Sabtu, 28 Maret 2009

ibadah qurban; refleksi ke-Kinian & ke-Disinian

Ibadah Qurban ; Refleksi ke-Kinian dan ke-Disinian
Oleh : Ihsan Faisal, M.Ag *)

Secara lughawi / bahasa, ‘qurban’ berasal dari kata: qarraba-yuqarribu-qurbaanan yang artinya mendekatkan. Menurut istilah, qurban bermakna sembelihan hewan qurban yang dilakukan pada momen Iedul Adha, baik hari nahr (10 Dzulhijjah) atau pun hari tasyrik (11-13 Dzulhijjah). Kajian fiqh membahas bahwa qurban itu ditentukan waktunya, jenis sembelihan, distribusi, dan sebagainya. Dari hal tersebut terkesan rigid/kaku namun tidak menjadi masalah karena merupakan konsekuensi ke-Islaman kita.
Nilai historis Qurban
Ibadah qurban merupakan salah satu ibadah ritual dan sekaligus sosial yang sudah mnyejarah dalam kehidupan manusia bahkan sejak zaman Nabi Adam as. Dahulu. Alkisah, putera-putera Nabi Adam as. diuji amal pengurbanannya dengan dua fenomena hasil yang berbeda; Habil yang sukses dengan pengurbanan maksimalnya, sedangkan Qabil tidak diterima Tuhan hanya karena pengurbanannya asal-asalan (tidak maksimal). “Dan ceritakanlah (Muhammad) yang sebenarnya kepada mereka tentang kisah kedua putra Adam (Habil & Qabil), ketika keduanya mempersembahkan qurban, maka (qurban) salah seorang dari mereka berdua (Habil) diterima dan dari yang lain (Qabil) tidak diterima.
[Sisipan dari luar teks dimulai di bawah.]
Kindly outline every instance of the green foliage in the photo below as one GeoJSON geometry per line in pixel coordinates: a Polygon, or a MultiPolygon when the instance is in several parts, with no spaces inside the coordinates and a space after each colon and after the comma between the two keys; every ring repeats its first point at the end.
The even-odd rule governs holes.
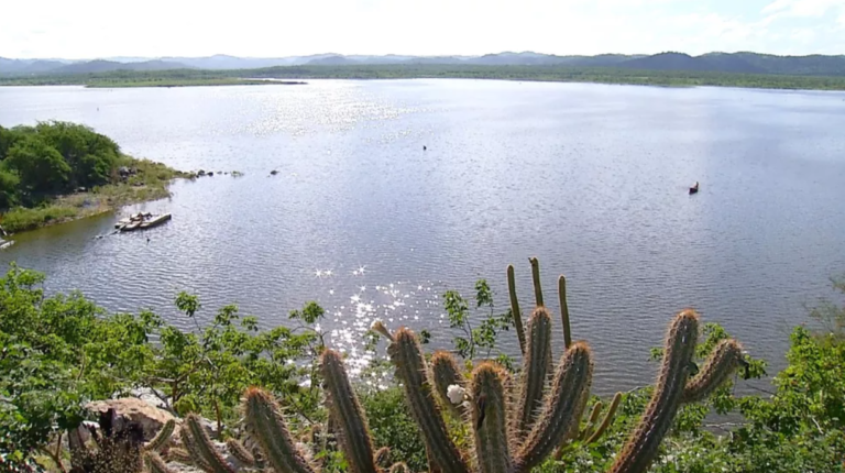
{"type": "Polygon", "coordinates": [[[21,178],[17,173],[0,166],[0,209],[7,209],[18,202],[18,186],[21,178]]]}
{"type": "Polygon", "coordinates": [[[394,461],[404,461],[411,471],[425,471],[426,444],[405,403],[402,389],[391,386],[384,391],[372,391],[361,396],[373,442],[377,447],[389,447],[394,461]]]}
{"type": "Polygon", "coordinates": [[[39,123],[35,133],[68,163],[73,187],[99,186],[111,178],[120,147],[108,136],[81,124],[59,121],[39,123]]]}
{"type": "MultiPolygon", "coordinates": [[[[0,457],[30,458],[78,426],[85,404],[135,387],[223,428],[237,424],[240,397],[254,384],[300,419],[320,415],[322,336],[310,326],[322,309],[314,302],[295,311],[298,327],[261,331],[254,317],[227,306],[191,333],[152,312],[108,315],[79,294],[46,297],[43,282],[14,265],[0,278],[0,457]]],[[[195,296],[180,294],[177,306],[189,319],[201,316],[195,296]]]]}
{"type": "Polygon", "coordinates": [[[74,219],[78,215],[79,209],[63,205],[35,207],[32,209],[15,207],[3,215],[1,223],[6,231],[15,233],[74,219]]]}
{"type": "MultiPolygon", "coordinates": [[[[765,59],[764,59],[765,61],[765,59]]],[[[814,72],[815,70],[815,72],[814,72]]],[[[87,85],[89,87],[178,87],[267,84],[243,77],[274,79],[415,79],[464,78],[561,82],[632,84],[670,87],[723,86],[767,89],[845,90],[845,77],[820,76],[802,66],[787,74],[737,74],[703,70],[638,70],[566,65],[381,64],[300,65],[235,70],[116,70],[101,74],[0,77],[0,86],[87,85]],[[816,74],[816,75],[813,75],[816,74]]],[[[788,70],[773,70],[788,73],[788,70]]],[[[277,82],[276,82],[277,84],[277,82]]]]}
{"type": "MultiPolygon", "coordinates": [[[[475,283],[475,309],[486,310],[487,314],[481,320],[479,327],[472,327],[472,316],[467,300],[456,290],[443,293],[443,308],[449,317],[449,327],[460,329],[463,336],[452,339],[458,354],[467,360],[473,360],[483,354],[490,358],[491,352],[496,346],[496,337],[503,330],[509,330],[514,324],[514,318],[508,309],[504,314],[496,315],[493,304],[493,290],[490,288],[486,279],[479,279],[475,283]]],[[[427,342],[428,334],[424,334],[424,342],[427,342]]],[[[500,354],[500,356],[505,356],[500,354]]]]}
{"type": "Polygon", "coordinates": [[[58,121],[0,128],[0,212],[9,232],[167,197],[167,184],[185,177],[121,155],[117,143],[87,127],[58,121]],[[121,166],[132,173],[121,176],[121,166]]]}
{"type": "Polygon", "coordinates": [[[67,188],[72,172],[56,148],[33,134],[26,134],[9,148],[3,167],[18,174],[24,195],[62,191],[67,188]]]}

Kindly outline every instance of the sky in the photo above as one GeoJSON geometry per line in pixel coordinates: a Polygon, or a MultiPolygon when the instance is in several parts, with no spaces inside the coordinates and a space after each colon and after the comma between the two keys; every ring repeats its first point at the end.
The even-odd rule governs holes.
{"type": "Polygon", "coordinates": [[[0,0],[0,56],[845,54],[845,0],[0,0]]]}

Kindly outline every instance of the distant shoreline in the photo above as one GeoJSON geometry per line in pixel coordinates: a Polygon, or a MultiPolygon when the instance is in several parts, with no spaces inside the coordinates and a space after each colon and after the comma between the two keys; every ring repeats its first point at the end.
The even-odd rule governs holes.
{"type": "Polygon", "coordinates": [[[362,65],[281,66],[264,69],[118,70],[88,75],[0,77],[0,86],[78,85],[92,88],[305,85],[308,79],[491,79],[660,87],[737,87],[845,90],[845,76],[789,76],[571,66],[362,65]]]}

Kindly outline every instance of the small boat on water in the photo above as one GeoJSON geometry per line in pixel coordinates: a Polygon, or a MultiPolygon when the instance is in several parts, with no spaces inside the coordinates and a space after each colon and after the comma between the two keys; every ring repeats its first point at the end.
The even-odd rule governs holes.
{"type": "Polygon", "coordinates": [[[114,224],[114,228],[122,232],[131,232],[133,230],[145,230],[171,220],[173,216],[171,213],[162,213],[161,216],[154,216],[152,213],[138,213],[129,216],[125,219],[121,219],[114,224]]]}
{"type": "Polygon", "coordinates": [[[153,227],[158,227],[160,224],[166,222],[167,220],[171,220],[173,216],[171,216],[169,213],[162,213],[161,216],[154,216],[141,222],[141,228],[151,229],[153,227]]]}

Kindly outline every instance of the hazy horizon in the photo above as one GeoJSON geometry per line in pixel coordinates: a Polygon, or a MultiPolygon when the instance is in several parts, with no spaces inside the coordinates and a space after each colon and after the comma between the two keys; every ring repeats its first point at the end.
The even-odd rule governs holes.
{"type": "Polygon", "coordinates": [[[198,0],[13,2],[0,56],[287,57],[343,55],[845,54],[843,0],[198,0]]]}

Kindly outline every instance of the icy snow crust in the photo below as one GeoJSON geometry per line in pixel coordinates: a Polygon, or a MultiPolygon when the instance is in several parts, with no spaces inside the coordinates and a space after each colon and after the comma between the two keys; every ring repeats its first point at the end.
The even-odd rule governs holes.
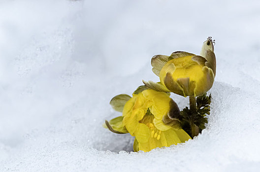
{"type": "Polygon", "coordinates": [[[259,1],[90,1],[0,2],[0,172],[259,171],[259,1]],[[111,98],[158,80],[153,56],[198,54],[209,36],[217,75],[201,135],[136,153],[102,127],[120,115],[111,98]]]}

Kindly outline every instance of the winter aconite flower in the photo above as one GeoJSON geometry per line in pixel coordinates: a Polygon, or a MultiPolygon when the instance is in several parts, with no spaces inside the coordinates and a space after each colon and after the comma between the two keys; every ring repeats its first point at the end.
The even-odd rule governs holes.
{"type": "Polygon", "coordinates": [[[176,52],[170,56],[154,56],[151,61],[153,71],[160,77],[161,82],[144,83],[155,90],[184,97],[195,97],[207,92],[212,86],[216,75],[213,43],[208,37],[203,43],[200,56],[176,52]]]}
{"type": "Polygon", "coordinates": [[[141,86],[132,97],[126,94],[114,97],[110,104],[123,115],[106,121],[107,127],[116,133],[129,133],[135,137],[135,151],[149,151],[191,139],[181,128],[180,111],[169,95],[147,88],[141,86]]]}

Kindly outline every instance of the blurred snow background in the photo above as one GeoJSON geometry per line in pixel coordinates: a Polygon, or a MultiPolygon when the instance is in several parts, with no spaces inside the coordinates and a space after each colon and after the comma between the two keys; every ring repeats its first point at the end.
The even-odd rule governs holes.
{"type": "Polygon", "coordinates": [[[2,0],[0,171],[258,171],[260,9],[258,0],[2,0]],[[102,127],[120,115],[111,98],[158,81],[152,56],[198,54],[209,36],[217,75],[202,134],[133,153],[130,136],[102,127]]]}

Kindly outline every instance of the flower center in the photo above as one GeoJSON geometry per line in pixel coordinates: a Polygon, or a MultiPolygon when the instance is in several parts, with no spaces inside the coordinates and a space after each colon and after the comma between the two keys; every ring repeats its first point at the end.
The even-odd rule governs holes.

Ia (Qabil) berkata,”sungguh, aku pasti membunuhmu !” Dia (Habil) berkata”sesungguhnya Allah hanya menerima (amal) dari orang-orang yang bertaqwa.” (QS. Al Maidah : 27).
Bukti historis yang kedua ditampilkan oleh sosok Ibrahim as. dengan nilai substantif yang sama dari pengurbanan yaitu ujian dari Allah swt. Ketika itu Ibrahim as. diperintahkan untuk menyembelih putra yang dinantikannya sekaligus disayanginya yaitu Ismail as. hanya melalui mimpi belaka. Dengan ketaatan mutlak sang Khalilullah Ibrahim dan kesalehan anaknya Ismail, perintah yang super berat itu mereka laksnakan. Tapi Allah sungguh adil, Dia menggantikan sosok Ismail yang akan diqurbankan dengan seekor domba (qibasy) yang besar. “Maka tatkala anak itu sampai (pada umur) sanggup berusaha bersamanya, (Ibrahim) berkata,”Wahai anakku! sesungguhnya aku bermimpi bahwa aku menyembelihmu. Maka pikirkanbagaimana pendapatmu !” Ia (Ismail) menjawab,” Wahai ayahku! lakukanlah apa yang diperintahkan (Allah) kepadamu, Insya Allah engkau akan mendapatiku termasuk orang-orang yang sabar.” Maka Tatkala keduanya telah berserah diri dan dia (Ibrahim) membaringkan anaknya atas pelipisnya, (untuk melaksanakan perintah Allah). Lalu Kami panggil ia,”Wahai Ibrahim! Sungguh, engkau telah membenarkan mimpi itu.” Sungguh demikianlah kami memberi balasan kepada orang-orang yang berbuat baik..” (QS. Al Shaafat : 102-106).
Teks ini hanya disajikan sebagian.